Factors affecting proprioceptive recovery after anterior cruciate ligament reconstruction.

Department of Rehabilitation Medicine, Peking University Third Hospital, Beijing 100191, China. This e-mail address is being protected from spambots. You need JavaScript enabled to view it

BACKGROUND: Proprioception plays an important role in knee movements. Since there are controversies surrounding the overall recovery time of proprioception following surgery, it is necessary to define the factors affecting proprioceptive recovery after anterior cruciate ligament (ACL) reconstruction and to investigate the relationship between proprioception and muscle strength. METHODS: A total of 36 patients who had their ACL reconstructed with a semitendinosus/gracilis graft (reconstructed group: 6 months post-surgery) and 13 healthy adults without any knee injury (control group) were included in the study. Knee proprioception was evaluated with a passive reproduction test. Isokinetic strength was measured using the Biodex System.
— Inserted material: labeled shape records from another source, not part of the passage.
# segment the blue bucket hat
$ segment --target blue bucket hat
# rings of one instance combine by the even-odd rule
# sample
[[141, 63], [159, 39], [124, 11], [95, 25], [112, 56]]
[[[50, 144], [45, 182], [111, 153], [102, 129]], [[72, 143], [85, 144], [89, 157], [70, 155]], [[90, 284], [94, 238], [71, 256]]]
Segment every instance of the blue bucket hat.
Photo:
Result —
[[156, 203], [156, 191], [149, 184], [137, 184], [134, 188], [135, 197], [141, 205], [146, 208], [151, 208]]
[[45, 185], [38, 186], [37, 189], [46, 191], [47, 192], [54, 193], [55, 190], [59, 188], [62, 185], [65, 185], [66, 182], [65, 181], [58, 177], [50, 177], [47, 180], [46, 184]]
Statistical analysis was used to compare proprioception of the reconstructed group versus the control group, and to define causal factors, including sex, hamstring/quadriceps ratio, and the course of injury before reconstruction. We also investigated the correlation between the passive reproduction error and quadriceps index. RESULTS: There was a significant difference in proprioception between the reconstructed and control groups (P < 0.05). When the course of injury before reconstruction was less than 4 months, there was a linear correlation with proprioception 6 months after the operation (r = 0.713, P < 0.05). There was a positive correlation between post-surgery proprioception and the quadriceps index at 6 months post-surgery. CONCLUSIONS: Impaired knee proprioception is observed 6 months after ACL reconstruction. Within 4 months of injury, early undertaking of reconstruction is associated with better proprioception outcome. Patients with enhanced proprioception have a better quadriceps index.